Aunty Rose shook her head decidedly and negatively.
“I do not believe in such remedies,” she said. “Medicine is like punishment—unless it hurts, of what use is it?”
Therefore three times a day Carolyn May was dosed with boneset tea. How long the child’s stomach would have endured under this treatment will never be known. Carolyn May got no better, that was sure; but one day something happened.

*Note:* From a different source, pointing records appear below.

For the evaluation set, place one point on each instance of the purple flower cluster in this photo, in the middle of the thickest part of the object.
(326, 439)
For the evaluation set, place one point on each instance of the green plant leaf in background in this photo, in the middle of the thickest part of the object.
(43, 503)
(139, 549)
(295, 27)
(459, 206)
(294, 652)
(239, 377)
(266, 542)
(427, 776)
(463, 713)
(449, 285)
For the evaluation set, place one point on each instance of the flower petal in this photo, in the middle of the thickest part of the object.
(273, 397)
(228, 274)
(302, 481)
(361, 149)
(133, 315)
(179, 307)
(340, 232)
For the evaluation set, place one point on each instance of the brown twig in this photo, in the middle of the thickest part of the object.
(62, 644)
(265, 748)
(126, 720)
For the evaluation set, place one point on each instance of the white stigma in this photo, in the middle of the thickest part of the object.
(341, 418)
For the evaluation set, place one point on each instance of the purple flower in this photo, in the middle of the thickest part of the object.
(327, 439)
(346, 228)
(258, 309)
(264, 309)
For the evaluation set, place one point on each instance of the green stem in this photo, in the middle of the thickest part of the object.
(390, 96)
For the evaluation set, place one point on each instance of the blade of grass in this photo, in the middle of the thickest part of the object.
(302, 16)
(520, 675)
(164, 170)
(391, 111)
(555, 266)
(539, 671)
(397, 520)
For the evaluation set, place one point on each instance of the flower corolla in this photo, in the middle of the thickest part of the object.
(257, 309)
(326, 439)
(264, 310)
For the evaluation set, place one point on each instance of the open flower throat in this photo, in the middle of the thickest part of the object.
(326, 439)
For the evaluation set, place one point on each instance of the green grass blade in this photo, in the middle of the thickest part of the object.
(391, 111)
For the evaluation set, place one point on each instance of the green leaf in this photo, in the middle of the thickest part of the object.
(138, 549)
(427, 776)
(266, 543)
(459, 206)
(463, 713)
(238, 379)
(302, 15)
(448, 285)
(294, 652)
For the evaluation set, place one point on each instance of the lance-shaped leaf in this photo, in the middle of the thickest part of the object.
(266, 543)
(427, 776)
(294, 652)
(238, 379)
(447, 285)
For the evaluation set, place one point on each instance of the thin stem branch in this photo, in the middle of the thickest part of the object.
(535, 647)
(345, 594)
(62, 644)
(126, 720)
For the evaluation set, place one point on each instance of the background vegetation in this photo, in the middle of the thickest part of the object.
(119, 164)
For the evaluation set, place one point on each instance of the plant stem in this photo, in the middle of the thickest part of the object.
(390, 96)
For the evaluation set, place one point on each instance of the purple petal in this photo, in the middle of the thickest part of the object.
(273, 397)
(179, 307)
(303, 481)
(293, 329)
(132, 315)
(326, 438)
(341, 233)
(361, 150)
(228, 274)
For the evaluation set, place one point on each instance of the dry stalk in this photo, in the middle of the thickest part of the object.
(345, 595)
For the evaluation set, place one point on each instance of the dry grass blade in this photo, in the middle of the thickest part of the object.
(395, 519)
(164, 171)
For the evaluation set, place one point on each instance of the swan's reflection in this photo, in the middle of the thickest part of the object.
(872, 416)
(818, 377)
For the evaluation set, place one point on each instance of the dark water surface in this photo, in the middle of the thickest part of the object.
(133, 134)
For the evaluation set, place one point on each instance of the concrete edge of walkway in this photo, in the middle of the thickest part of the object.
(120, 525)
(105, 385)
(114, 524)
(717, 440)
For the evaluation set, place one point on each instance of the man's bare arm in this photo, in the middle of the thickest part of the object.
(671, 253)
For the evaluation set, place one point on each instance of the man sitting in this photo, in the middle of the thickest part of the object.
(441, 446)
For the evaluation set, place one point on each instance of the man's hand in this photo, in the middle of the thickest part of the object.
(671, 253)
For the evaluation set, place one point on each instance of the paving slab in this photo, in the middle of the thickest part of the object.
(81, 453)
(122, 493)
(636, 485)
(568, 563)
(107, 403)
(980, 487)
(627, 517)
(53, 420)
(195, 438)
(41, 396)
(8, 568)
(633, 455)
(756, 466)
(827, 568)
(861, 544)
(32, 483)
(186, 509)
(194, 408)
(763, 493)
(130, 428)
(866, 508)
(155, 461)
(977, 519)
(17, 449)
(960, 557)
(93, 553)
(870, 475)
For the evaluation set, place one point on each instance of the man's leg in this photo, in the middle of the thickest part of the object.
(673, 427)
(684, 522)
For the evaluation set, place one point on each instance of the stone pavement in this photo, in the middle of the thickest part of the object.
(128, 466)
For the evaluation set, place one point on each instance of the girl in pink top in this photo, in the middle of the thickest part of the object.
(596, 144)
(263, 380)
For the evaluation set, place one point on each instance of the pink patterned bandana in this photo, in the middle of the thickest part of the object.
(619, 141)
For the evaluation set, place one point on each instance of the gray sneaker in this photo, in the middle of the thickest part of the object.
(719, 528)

Winter had moved on in its usual frosty and snowy way. Carolyn May had kept up all her interests—after a fashion. She went to school, and she visited Miss Amanda, and her sailor man held her attention. But they were just surface interests. “Inside” she was all sick, and sorry, and prone to tears; and it was not altogether the boneset tea that made her feel so unsettled, either.
Benjamin Hardy had gone to Adams’ camp to work. It seemed he could use a peavy, or canthook, pretty well, having done something besides sailing in his day. Tim, the hackman, worked at logging in the winter months, too. He usually went past the Stagg place with a team four times each day.
There was something Carolyn May wished to ask Benjamin Hardy, but she did not want anybody else to know what it was—not even Uncle Joe or Aunty Rose. Miss Amanda had gone across town to stay with a lady who was ill, so the little girl could not take her into her confidence, had she so wished.